Perhaps it’s this common commitment and even sacrifice in a struggle to make a difference, in some great endeavour that can seem too big for us on our own, that forges the bonds between friends. For I and my three friends mentioned above this took a variety of forms. A decades-long conversation and dream of making the bible and Christian faith accessible to modern culture. Raising gifted and strong children in an exciting but challenging world. Leading a local church into reconnecting with its community and making a difference once more. All three friends are people of hope who have faced at times insurmountable difficulties, and yet have a wonderful sense of humour, serious about the important stuff, light about the vast majority of stuff that is not so important. They have also shown a deep care and interest in my family and I, a genuine compassion and love which warms my heart even now as I write this. It is just so wonderful to matter to someone else and to have someone else that matters to me.
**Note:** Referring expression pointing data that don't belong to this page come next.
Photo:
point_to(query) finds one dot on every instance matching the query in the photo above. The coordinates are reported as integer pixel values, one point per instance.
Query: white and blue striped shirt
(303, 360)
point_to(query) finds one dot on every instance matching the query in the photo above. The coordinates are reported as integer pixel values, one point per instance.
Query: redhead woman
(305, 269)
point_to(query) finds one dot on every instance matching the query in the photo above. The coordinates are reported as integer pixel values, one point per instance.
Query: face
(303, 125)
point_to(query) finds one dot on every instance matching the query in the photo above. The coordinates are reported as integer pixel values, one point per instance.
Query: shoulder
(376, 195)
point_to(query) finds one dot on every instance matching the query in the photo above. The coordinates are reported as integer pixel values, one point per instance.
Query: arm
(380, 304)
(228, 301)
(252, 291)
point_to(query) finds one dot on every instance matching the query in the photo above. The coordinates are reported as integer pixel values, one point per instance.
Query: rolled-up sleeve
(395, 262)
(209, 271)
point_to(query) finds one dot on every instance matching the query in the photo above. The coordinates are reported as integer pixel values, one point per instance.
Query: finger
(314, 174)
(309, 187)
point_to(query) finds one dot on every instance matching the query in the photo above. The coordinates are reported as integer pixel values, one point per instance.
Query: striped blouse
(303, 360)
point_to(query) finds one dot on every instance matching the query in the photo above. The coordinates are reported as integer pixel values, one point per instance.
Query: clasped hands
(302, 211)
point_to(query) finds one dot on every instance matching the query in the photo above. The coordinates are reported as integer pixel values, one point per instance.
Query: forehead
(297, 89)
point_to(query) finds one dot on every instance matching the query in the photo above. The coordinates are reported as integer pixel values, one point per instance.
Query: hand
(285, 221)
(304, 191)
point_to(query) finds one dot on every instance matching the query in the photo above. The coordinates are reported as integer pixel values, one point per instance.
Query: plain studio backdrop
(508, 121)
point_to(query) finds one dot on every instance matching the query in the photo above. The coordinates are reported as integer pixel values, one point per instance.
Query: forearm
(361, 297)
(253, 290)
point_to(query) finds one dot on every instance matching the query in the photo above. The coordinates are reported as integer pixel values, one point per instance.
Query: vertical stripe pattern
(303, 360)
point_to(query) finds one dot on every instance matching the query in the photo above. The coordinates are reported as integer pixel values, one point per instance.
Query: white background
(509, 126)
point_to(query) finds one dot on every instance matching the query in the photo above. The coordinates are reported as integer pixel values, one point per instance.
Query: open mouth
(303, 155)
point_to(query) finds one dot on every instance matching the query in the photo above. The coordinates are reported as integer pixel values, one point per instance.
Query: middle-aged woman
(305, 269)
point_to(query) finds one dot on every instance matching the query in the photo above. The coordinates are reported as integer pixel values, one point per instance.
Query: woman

And perhaps it is this ‘mattering’ that gets to the core of why friends are so important. Such mutual valuing and appreciation in what can at times be a cold and competitive world reminds us that who we are and not what we do or achieve is ultimately what gives meaning and security to our lives. Having friends who accept us as we are and who we accept as they are acts as a powerful counter narrative to the utilitarian and contractual view of relationships that marks much of our day to day dealings with people. Circumstances brought us into each other’s lives and circumstances have taken us physically apart from one another. For a season we lived in the same place and put our shoulder to the same challenges and the riches of those years and memories are what add to the layers of our life’s stories. And in the meantime we pray “Mizpah…may the Lord watch between us while we are absent from one another”.
Heaven is here, and earth, and the space is thin between them. Distance may divide, but Christ’s promise unites those bound by time, those blessed by eternity.